Hopefully, the how makes sense. But the why may yet be mysterious. As a first pass, you can think of this as a way of simulating unseen data. Going a little deeper. Those parameters/observations that are not well integrated with the rest of the model will incur more surprise in proportion to how much the model relies on them: once when omitted, since the remaining model will not easily predict the omitted, and several times as the other parameters/observations are omitted, since the offending parameter/observation will skew the prediction for omitted. This is desirable because it is these poorly integrated parameters/observations, those that are largely implied by the others, are more likely to be unreliable.

Now, does the model that performs best against unseen data win? No. But it does gain credibility at the expense of the worse-performing model(s). Just like the case of parameter values, the credibility of models adjusts from the prior credibility. Even after a superior performance from model B, Alice may still give more credibility to model A if her prior credence in model A was high enough; all we can hope for is that Alice’s credence in model is diminished from what it was.

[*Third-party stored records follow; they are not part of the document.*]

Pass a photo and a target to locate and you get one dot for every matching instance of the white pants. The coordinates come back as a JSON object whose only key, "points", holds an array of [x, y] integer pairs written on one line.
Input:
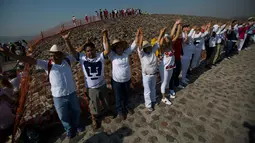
{"points": [[149, 84], [187, 55], [197, 56], [165, 76]]}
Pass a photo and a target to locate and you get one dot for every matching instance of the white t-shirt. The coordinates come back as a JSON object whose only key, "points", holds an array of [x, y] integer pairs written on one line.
{"points": [[120, 64], [61, 77], [93, 70], [149, 61], [16, 82], [168, 61]]}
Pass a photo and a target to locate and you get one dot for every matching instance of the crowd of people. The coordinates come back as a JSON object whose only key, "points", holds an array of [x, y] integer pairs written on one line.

7.2 Incremental convergence rather than instant agreement

After Alice and Bob, sharing context and parameters but starting from different prior parameter values, observe the same evidence and update their models accordingly, do their posterior models match one another’s? No, and for good reason: even though they both observed the same evidence and updated appropriately, their different priors tend to keep them from converging completely upon viewing the evidence—though their posterior models will tend to be closer than were their prior models. This reflects one of the virtues of Bayesian updating: the prior contains information which should not be immediately discarded but rather continually considered even as more evidence is available. Alice and Bob, then, continue to disagree (albeit to a lesser extent) because, despite observing the same evidence, they still hold different information which is represented in their different priors. But as more evidence accumulates, the information contained in their priors will become dwarfed such that they come ever closer to identical posterior models.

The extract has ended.